Tobias drückte seine Zigarette aus und warf sie in den Papierkorb. Dann klopfte er Richard auf die Schulter.
»Es tut mir ehrlich leid um Bär. Ich weiß, dass ihr einander sehr verbunden wart.«
Richard nickte. »Mir tut es auch leid. Das mit deiner Schwester.« Er hustete erneut. Das Rauchen war wohl nichts für ihn. Er dämpfte den Glimmstängel aus und warf ihn weg.
Tobias wollte gerade etwas sagen, als Richards Handy in der Hosentasche vibrierte.
Er ging ran und hörte zu. Im selben Moment kam Paul Marek aus dem Restaurant und schlüpfte ungelenk in seine Jacke.
»Wir müssen los!«
Richard nickte. »Ich wurde auch gerade angerufen.«
»Was ist passiert?«, fragte Tobias.
»Im Lainzer Tiergarten hängt eine Leiche von einem Baum.«
Was für ein Zufall, dass er erst vor Kurzem mit Alice dort gewesen war, dachte Richard. Paranoia ergriff ihn. War es denkbar, dass es sich um keinen Zufall handelte?

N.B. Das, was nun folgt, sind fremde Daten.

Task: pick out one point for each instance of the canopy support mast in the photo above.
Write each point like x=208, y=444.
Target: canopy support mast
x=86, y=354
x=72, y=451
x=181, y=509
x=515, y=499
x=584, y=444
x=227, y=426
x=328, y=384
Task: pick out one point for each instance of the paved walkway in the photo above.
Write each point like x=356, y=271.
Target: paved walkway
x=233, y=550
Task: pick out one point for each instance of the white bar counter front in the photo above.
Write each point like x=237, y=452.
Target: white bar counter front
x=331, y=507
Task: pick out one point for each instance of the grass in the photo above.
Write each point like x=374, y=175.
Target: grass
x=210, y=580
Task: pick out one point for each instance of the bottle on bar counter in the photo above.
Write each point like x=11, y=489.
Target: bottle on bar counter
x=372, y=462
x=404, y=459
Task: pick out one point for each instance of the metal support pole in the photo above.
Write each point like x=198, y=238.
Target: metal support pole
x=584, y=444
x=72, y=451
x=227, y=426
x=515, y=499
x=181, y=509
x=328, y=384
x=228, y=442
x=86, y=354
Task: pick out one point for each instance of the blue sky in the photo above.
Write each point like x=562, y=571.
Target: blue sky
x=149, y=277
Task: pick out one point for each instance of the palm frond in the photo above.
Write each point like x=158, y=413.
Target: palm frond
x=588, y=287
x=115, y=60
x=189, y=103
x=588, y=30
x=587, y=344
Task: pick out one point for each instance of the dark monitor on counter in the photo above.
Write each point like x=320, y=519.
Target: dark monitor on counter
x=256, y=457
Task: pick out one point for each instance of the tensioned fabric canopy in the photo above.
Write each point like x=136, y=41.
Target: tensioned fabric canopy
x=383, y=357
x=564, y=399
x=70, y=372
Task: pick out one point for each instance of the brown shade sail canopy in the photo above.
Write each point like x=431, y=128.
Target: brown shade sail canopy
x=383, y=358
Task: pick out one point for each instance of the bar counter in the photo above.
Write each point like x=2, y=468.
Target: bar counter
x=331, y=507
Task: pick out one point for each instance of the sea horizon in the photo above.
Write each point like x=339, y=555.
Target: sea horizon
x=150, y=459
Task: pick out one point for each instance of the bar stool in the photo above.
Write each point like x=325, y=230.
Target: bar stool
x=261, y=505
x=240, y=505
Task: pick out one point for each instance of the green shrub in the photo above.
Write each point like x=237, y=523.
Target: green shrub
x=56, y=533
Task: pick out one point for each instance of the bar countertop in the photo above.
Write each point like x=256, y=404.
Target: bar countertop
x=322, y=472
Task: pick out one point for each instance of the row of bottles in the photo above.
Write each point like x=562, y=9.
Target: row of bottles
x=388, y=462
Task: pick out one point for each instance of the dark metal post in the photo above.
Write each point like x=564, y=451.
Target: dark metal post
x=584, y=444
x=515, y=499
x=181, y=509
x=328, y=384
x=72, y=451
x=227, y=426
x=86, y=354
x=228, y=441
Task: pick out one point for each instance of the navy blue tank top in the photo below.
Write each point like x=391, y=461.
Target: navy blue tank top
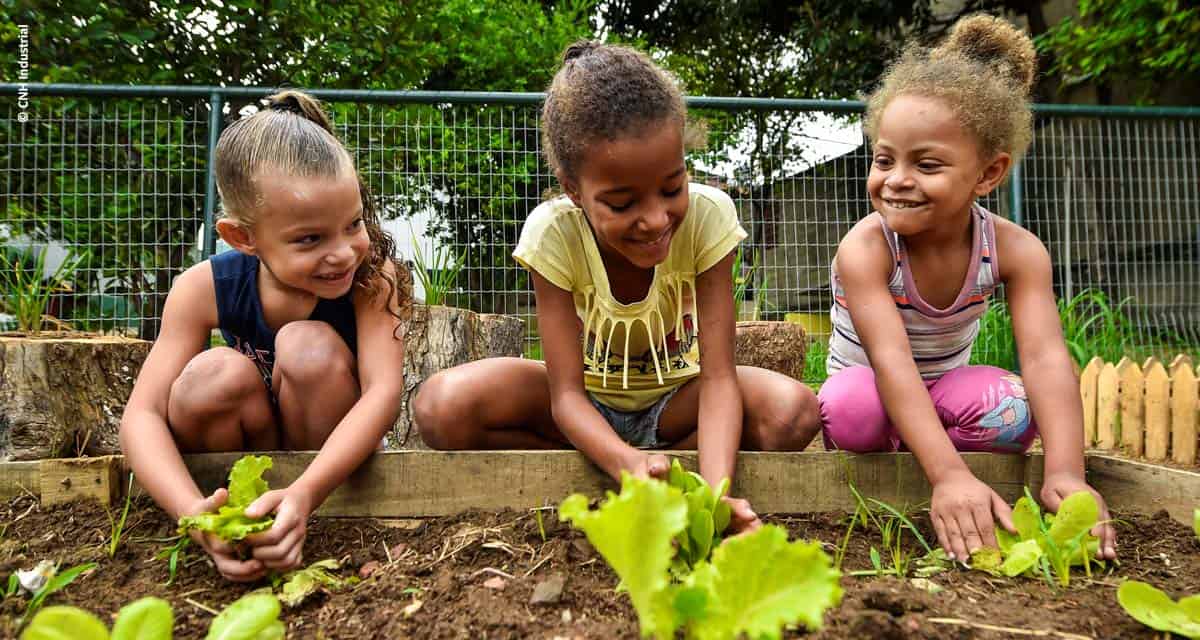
x=240, y=311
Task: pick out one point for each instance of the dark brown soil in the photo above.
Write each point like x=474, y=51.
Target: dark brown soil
x=444, y=564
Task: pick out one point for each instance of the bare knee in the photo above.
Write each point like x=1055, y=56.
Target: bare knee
x=443, y=418
x=216, y=381
x=311, y=354
x=789, y=423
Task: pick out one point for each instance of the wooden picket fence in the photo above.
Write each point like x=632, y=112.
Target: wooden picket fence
x=1150, y=411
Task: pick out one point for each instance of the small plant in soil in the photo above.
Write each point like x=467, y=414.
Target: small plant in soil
x=173, y=554
x=1157, y=610
x=891, y=524
x=246, y=484
x=255, y=616
x=1045, y=544
x=438, y=273
x=754, y=584
x=118, y=525
x=27, y=289
x=55, y=582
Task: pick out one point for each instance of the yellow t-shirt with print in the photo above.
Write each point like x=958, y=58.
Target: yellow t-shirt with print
x=635, y=353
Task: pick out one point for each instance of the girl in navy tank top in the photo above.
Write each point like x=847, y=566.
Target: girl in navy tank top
x=310, y=305
x=912, y=279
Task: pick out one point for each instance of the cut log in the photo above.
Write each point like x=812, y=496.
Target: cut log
x=64, y=396
x=778, y=346
x=439, y=338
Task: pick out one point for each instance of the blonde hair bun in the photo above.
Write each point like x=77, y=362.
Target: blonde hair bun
x=994, y=42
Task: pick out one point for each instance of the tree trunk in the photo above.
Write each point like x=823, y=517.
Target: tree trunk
x=64, y=396
x=441, y=338
x=778, y=346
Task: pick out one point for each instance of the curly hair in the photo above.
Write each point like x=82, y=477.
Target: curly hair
x=984, y=71
x=604, y=93
x=295, y=137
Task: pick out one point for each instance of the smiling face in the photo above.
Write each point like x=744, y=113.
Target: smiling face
x=309, y=233
x=927, y=169
x=634, y=191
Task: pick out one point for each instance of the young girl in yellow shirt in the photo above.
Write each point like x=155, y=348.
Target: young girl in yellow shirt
x=633, y=276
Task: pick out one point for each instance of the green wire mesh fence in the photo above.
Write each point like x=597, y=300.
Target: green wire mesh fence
x=119, y=174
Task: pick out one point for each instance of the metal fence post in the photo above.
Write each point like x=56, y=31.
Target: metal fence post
x=210, y=186
x=1015, y=196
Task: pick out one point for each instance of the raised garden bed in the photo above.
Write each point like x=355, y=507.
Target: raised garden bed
x=453, y=564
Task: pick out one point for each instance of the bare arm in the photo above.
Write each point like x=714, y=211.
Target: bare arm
x=961, y=507
x=1045, y=365
x=187, y=320
x=864, y=264
x=381, y=365
x=574, y=413
x=719, y=423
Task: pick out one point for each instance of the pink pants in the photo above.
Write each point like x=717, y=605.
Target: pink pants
x=983, y=408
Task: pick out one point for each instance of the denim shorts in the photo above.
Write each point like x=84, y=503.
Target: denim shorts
x=637, y=428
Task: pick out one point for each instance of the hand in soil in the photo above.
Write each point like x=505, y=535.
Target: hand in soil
x=742, y=516
x=961, y=509
x=1057, y=486
x=281, y=548
x=651, y=466
x=225, y=555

Warum hatte er das unbestimmte Gefühl, dass alles irgendwie miteinander verbunden war und er einfach nicht den Schlüssel fand, um das Puzzle zu lösen?
»Bitte entschuldige uns bei der Familie.«
Tobias nickte. »Geht klar. Hast du nichts im Restaurant vergessen?« Er grinste breit.
»Mensch, ja, wo hab ich heute mein Hirn? Bitte tust du mir einen Gefallen? Gibst du Pauls Frau Bescheid, dass sie Cracker ausnahmsweise mit nach Hause nehmen muss?«
Tobias nickte. »Falls das nicht geht, nehm ich ihn mit. Mach dir keine Sorgen.«
Die Tür des Gasthauses ging noch einmal auf. Emily kam heraus und hielt Richard sein Jackett hin. »Es ist schon recht kalt hier draußen.«
Er riss es an sich, ohne sie anzusehen, murmelte ein »Danke« und lief Paul nach.
Wien 22, SMZ Ost
Theres
Panisch betätigte Theres den Klingelknopf, um das Pflegepersonal zu holen. Sie würgte das bereits Gegessene in die Serviette. Ein Lichtblitz flackerte am Rand ihres rechten Auges auf. Sie musste sich beruhigen oder es würde schlimmer werden. Tief einatmen. Ausatmen.
Es dauerte nicht lange und die Krankenschwester, die seit dem Morgen Dienst auf der Station hatte, kam herein.